Jason turned back to her. "I don't think that. I never thought that. I was angry because you took Michael away from me and because I felt that you hurt him, but I knew you didn't do it to hurt me. You're better than that."

"Thank you. AJ had a right to know his son. Carly didn't have the right to take that right away from him and neither did you," Robin said firmly.

"AJ was gonna take that right away from Carly," Jason pointed out.

"Because she drugged him. She made him think he fell off the wagon to keep him from finding out he had a child. He had a right to be angry," Robin said.

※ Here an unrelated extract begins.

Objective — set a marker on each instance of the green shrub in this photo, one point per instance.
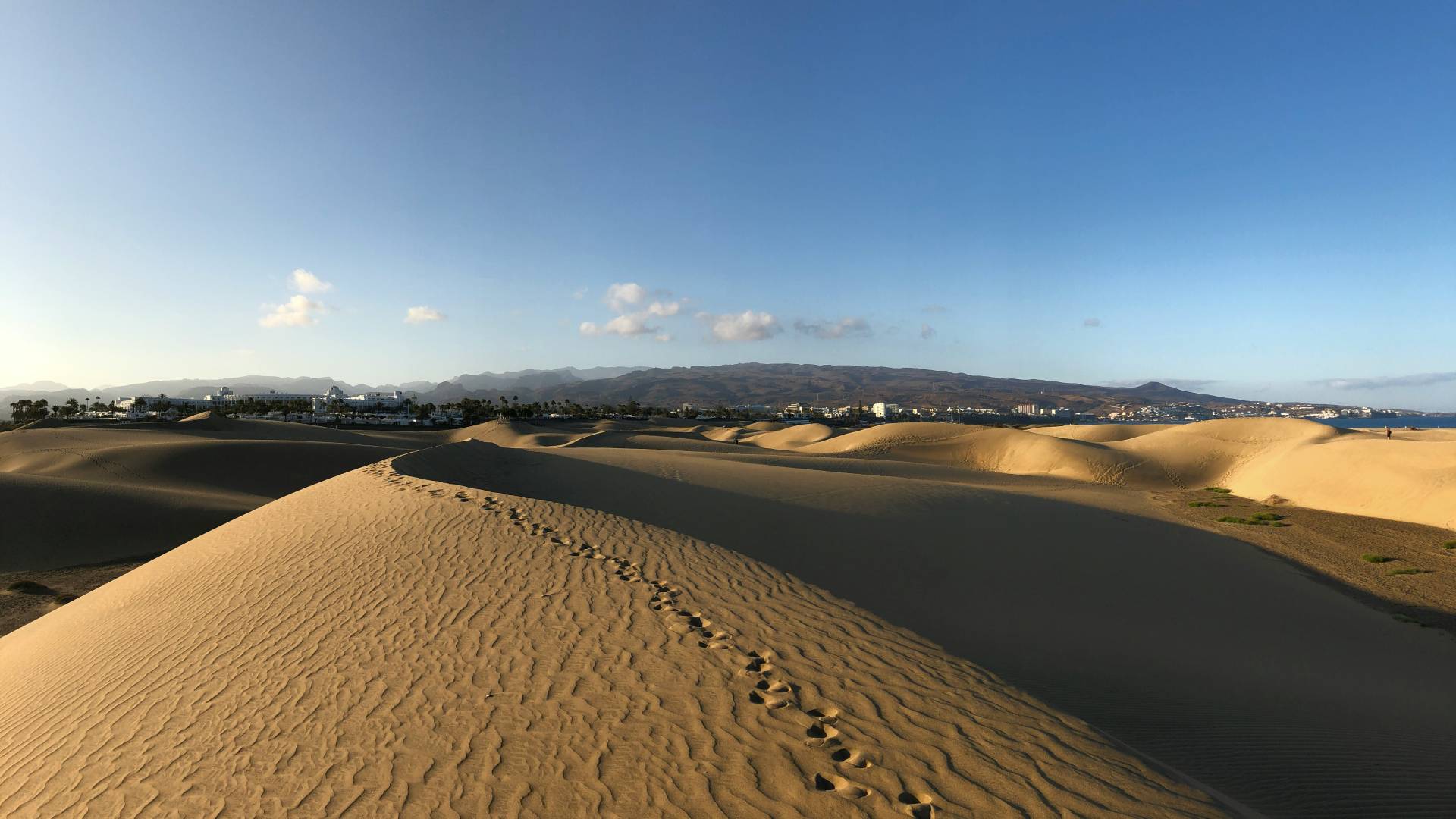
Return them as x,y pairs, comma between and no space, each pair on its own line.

"I never thought about him. See to me, Carly was the mother, so she had all the rights. I never thought about the rights of Michael's father back then. And then AJ got so angry and vindictive. He eventually kidnapped Michael, Morgan, and Kristina. I felt that my decision was validated. But these last few days, I've been thinking about it. I've been thinking about what would've happened if I told AJ the truth from the beginning or just didn't get involved. Maybe AJ wouldn't have lost it the way he did. Maybe the reason AJ became who he was is because of what Carly, Sonny, and I did. Maybe Michael would've been better off. At the very least, he wouldn't have gotten shot," Jason said.

"So you do regret it."

"Yeah," Jason said after a minute. He couldn't believe it, but he regretting taking AJ's choice to be a father away from him. Robin was right. He didn't have the right to make that choice. Even if he had been right, he didn't have the right to make the choice. "You were right to tell AJ the truth and I was wrong not to. And Michael's suffering for it."

Robin looked through the window at Michael. The little boy was laughing. "Well, he doesn't look like he's suffering."

"He's too young to understand the full extent of what happened to him. He doesn't grasp that our world nearly killed him and probably will again. Hell, it might even kill him. I can't do anything about that. I can't remove him from this world. The only person who had even the slightest power to do so is dead," Jason said. A part of him wished AJ was alive just so he could take Michael away from this, and that was another thing he never thought he'd feel.

"Wait, would you help AJ take Michael if you could?" Robin asked shocked. It was one thing for him to express regret, but the way Jason was talking, he would help AJ get custody of Michael if he could.

"It doesn't matter. AJ's dead. Michael's stuck in this life," Jason said sadly before walking away.